T-minus 12 days until government funding runs dry, and House Speaker Kevin McCarthy may be on the verge of issuing hardline Republicans a double-dog dare to shut down the government. He’s considering bringing to the House floor a continuing resolution (CR) to fund the government through October that, as of Tuesday, doesn’t appear to have the votes to pass.
The saga is the latest illustration of the difficulty House GOP leaders are facing as they try to cobble together consensus with a razor-thin majority that itself is bitterly divided over how to govern with control of only one chamber of Congress. And at the end of the day, the energy spent on these battles won’t make a dent in federal spending: The CR at the center of the intra-GOP bickering would be dead on arrival in the Senate and has no chance of getting President Joe Biden’s signature.
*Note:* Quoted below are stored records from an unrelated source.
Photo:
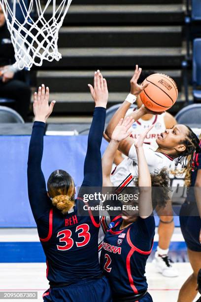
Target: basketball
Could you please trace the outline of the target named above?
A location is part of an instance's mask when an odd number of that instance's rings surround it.
[[[166,111],[174,105],[178,96],[176,83],[171,77],[162,74],[147,76],[142,84],[149,85],[140,93],[144,106],[152,111]]]

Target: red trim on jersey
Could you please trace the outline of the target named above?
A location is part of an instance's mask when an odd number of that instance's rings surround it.
[[[113,174],[114,173],[114,172],[115,172],[115,170],[117,168],[117,166],[116,166],[116,167],[115,167],[115,168],[114,169],[114,170],[113,170],[113,171],[112,172],[112,173],[111,173],[111,175],[113,175]]]
[[[117,217],[121,217],[121,216],[117,216]],[[117,221],[116,223],[114,225],[113,227],[115,227],[115,226],[117,226],[118,225],[119,225],[120,223],[121,223],[121,220],[119,220],[119,221]],[[121,234],[121,233],[122,232],[123,230],[124,229],[122,229],[119,231],[113,231],[112,230],[111,228],[109,228],[109,229],[107,230],[107,231],[109,231],[113,235],[118,235],[119,234]]]
[[[103,232],[104,233],[105,233],[107,229],[107,228],[108,228],[108,226],[106,223],[105,219],[106,219],[105,216],[102,216],[101,218],[100,218],[100,223],[102,226],[102,229],[103,230]]]
[[[124,189],[125,187],[128,186],[131,182],[134,179],[134,177],[132,174],[130,173],[126,178],[123,181],[121,184],[115,189],[115,193],[120,193]]]
[[[98,247],[99,252],[100,252],[100,250],[102,249],[102,241],[101,241],[99,244],[99,247]]]
[[[87,206],[88,206],[88,203],[87,202],[86,203],[87,203]],[[90,218],[93,224],[96,227],[99,227],[100,226],[100,222],[99,222],[99,223],[97,224],[97,223],[96,222],[95,220],[94,219],[94,217],[93,216],[93,214],[92,214],[91,209],[89,209],[88,208],[88,210],[89,216],[90,216]]]
[[[83,198],[81,197],[78,197],[77,199],[79,199],[80,200],[82,200],[82,201],[83,201]],[[91,220],[92,221],[93,224],[96,227],[99,227],[100,226],[100,222],[99,222],[99,223],[97,224],[97,223],[96,222],[95,220],[94,219],[94,217],[93,216],[93,214],[92,214],[91,209],[89,209],[89,205],[88,205],[88,203],[85,202],[85,203],[87,205],[88,211],[89,216],[91,218]]]
[[[170,156],[169,155],[168,155],[167,154],[166,154],[165,153],[163,153],[163,152],[161,152],[161,153],[162,154],[163,154],[164,155],[165,155],[165,156],[166,156],[167,157],[168,157],[168,158],[169,158],[169,159],[170,159],[170,160],[171,160],[172,161],[172,160],[174,160],[174,158],[172,158],[172,157]]]
[[[47,265],[46,278],[47,278],[47,276],[48,275],[48,272],[49,272],[49,264],[48,264],[48,262],[47,260],[46,260],[46,265]]]
[[[49,232],[46,238],[39,238],[40,240],[42,242],[46,242],[50,240],[52,235],[52,222],[53,217],[53,209],[51,209],[50,211],[49,215]]]
[[[151,250],[150,251],[148,251],[148,252],[145,252],[144,251],[142,251],[141,250],[140,250],[139,249],[137,248],[136,246],[134,245],[134,244],[133,244],[131,240],[131,238],[130,236],[130,228],[129,228],[129,229],[128,230],[127,234],[126,235],[126,239],[127,239],[128,243],[130,246],[130,247],[131,247],[131,248],[134,250],[134,251],[135,251],[136,252],[138,252],[140,254],[142,254],[143,255],[149,255],[149,254],[150,254],[152,250],[153,245],[154,244],[154,241],[153,240],[152,245],[151,248]]]
[[[129,280],[131,287],[134,291],[134,293],[136,294],[138,294],[138,292],[135,286],[134,285],[134,279],[133,279],[131,269],[131,258],[134,252],[134,250],[133,249],[131,249],[129,254],[128,254],[128,256],[126,258],[126,269],[127,270],[128,276],[129,277]]]
[[[155,118],[154,118],[154,120],[152,123],[152,125],[155,123],[156,121],[157,120],[158,115],[155,115]]]
[[[45,297],[45,296],[49,296],[49,294],[50,294],[49,292],[47,292],[47,293],[44,293],[43,295],[42,295],[42,298],[43,298],[43,297]]]
[[[145,252],[144,251],[142,251],[139,249],[137,248],[136,246],[134,245],[131,242],[130,236],[130,228],[129,228],[128,230],[127,234],[126,235],[126,238],[127,239],[127,241],[130,247],[131,247],[131,249],[130,251],[129,254],[128,254],[127,257],[126,258],[126,268],[127,269],[128,275],[129,276],[129,282],[130,284],[130,286],[131,288],[134,291],[135,294],[138,294],[138,291],[136,288],[135,286],[134,285],[134,279],[132,277],[132,275],[131,273],[131,258],[134,252],[138,252],[138,253],[142,254],[143,255],[148,255],[150,254],[151,251],[152,250],[153,245],[154,244],[154,240],[153,240],[152,246],[151,247],[151,249],[150,251],[148,252]]]
[[[119,219],[119,218],[121,218],[121,215],[118,215],[118,216],[116,216],[116,217],[114,217],[114,218],[113,218],[112,220],[112,221],[111,222],[113,222],[113,221],[115,221],[115,220],[116,220],[117,219]]]

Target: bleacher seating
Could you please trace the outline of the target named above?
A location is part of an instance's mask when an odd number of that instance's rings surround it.
[[[193,94],[195,102],[201,102],[201,38],[195,39],[193,51]],[[200,89],[198,88],[200,86]]]
[[[159,5],[160,4],[160,5]],[[50,16],[51,7],[46,17]],[[56,114],[91,114],[94,104],[88,83],[102,71],[110,92],[108,107],[125,99],[136,64],[172,77],[181,93],[182,0],[73,0],[59,33],[63,55],[44,62],[36,85],[44,83],[57,100]]]
[[[0,106],[0,123],[18,123],[25,122],[15,110],[5,106]]]
[[[179,111],[175,115],[175,118],[179,124],[201,125],[201,104],[194,104],[186,106]]]

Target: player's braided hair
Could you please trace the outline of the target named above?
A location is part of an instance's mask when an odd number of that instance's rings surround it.
[[[189,165],[192,168],[193,167],[193,155],[194,152],[196,153],[201,153],[201,148],[199,146],[200,141],[197,136],[192,130],[185,125],[189,130],[189,133],[186,136],[185,139],[182,142],[182,144],[186,145],[186,149],[184,151],[179,152],[176,164],[180,163],[185,168],[187,167],[187,158],[188,155],[190,155],[189,159]]]
[[[162,168],[159,172],[151,173],[152,206],[154,209],[156,206],[164,208],[169,200],[169,192],[171,189],[169,186],[168,172],[166,168]],[[138,178],[135,181],[135,186],[138,186]],[[159,189],[156,189],[156,187]]]
[[[199,140],[201,140],[201,134],[199,136]],[[196,167],[194,167],[194,169],[196,169]],[[191,184],[191,171],[192,167],[190,165],[190,160],[188,161],[187,166],[186,169],[186,175],[185,177],[185,185],[186,187],[190,187]]]
[[[52,204],[65,214],[74,204],[74,181],[68,173],[63,170],[56,170],[47,181],[47,189]]]

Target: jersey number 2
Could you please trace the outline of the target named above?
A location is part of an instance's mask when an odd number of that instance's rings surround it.
[[[78,233],[78,238],[83,237],[83,240],[80,242],[77,242],[75,241],[76,245],[77,247],[84,246],[87,244],[90,240],[90,233],[89,232],[89,226],[87,224],[83,224],[80,226],[77,226],[76,228],[75,232],[77,232],[80,229],[82,230],[82,231]],[[57,249],[60,251],[67,251],[71,248],[74,244],[74,240],[71,237],[72,235],[72,232],[70,229],[63,229],[62,231],[58,232],[57,237],[59,237],[61,235],[63,235],[63,236],[59,238],[60,242],[64,242],[65,245],[57,245]]]
[[[108,254],[105,254],[105,259],[106,259],[106,261],[105,265],[104,265],[104,269],[105,269],[105,270],[107,271],[108,272],[110,272],[110,271],[112,268],[108,267],[108,266],[109,264],[110,264],[112,260]]]

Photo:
Over the weekend, some House Freedom Caucus (HFC) members joined mainstream Republicans to negotiate a CR that pairs steep spending cuts (it slashes all non-defense discretionary spending by 8 percent) with border security measures, but which doesn’t include disaster funding or aid to Ukraine as requested by the Biden administration. Short of passing 12 appropriations bills through both chambers of Congress—which would fund the government for the entirety of fiscal year 2024—the CR looks to be the only way to avert a government shutdown.
Shortly after the CR was released, some HFC members and other hardliners pledged they’d vote against it. Since then, more than 15 hardline Republicans have come out against the bill. If all Democrats vote against the CR as expected, House GOP leadership can only afford to lose four votes.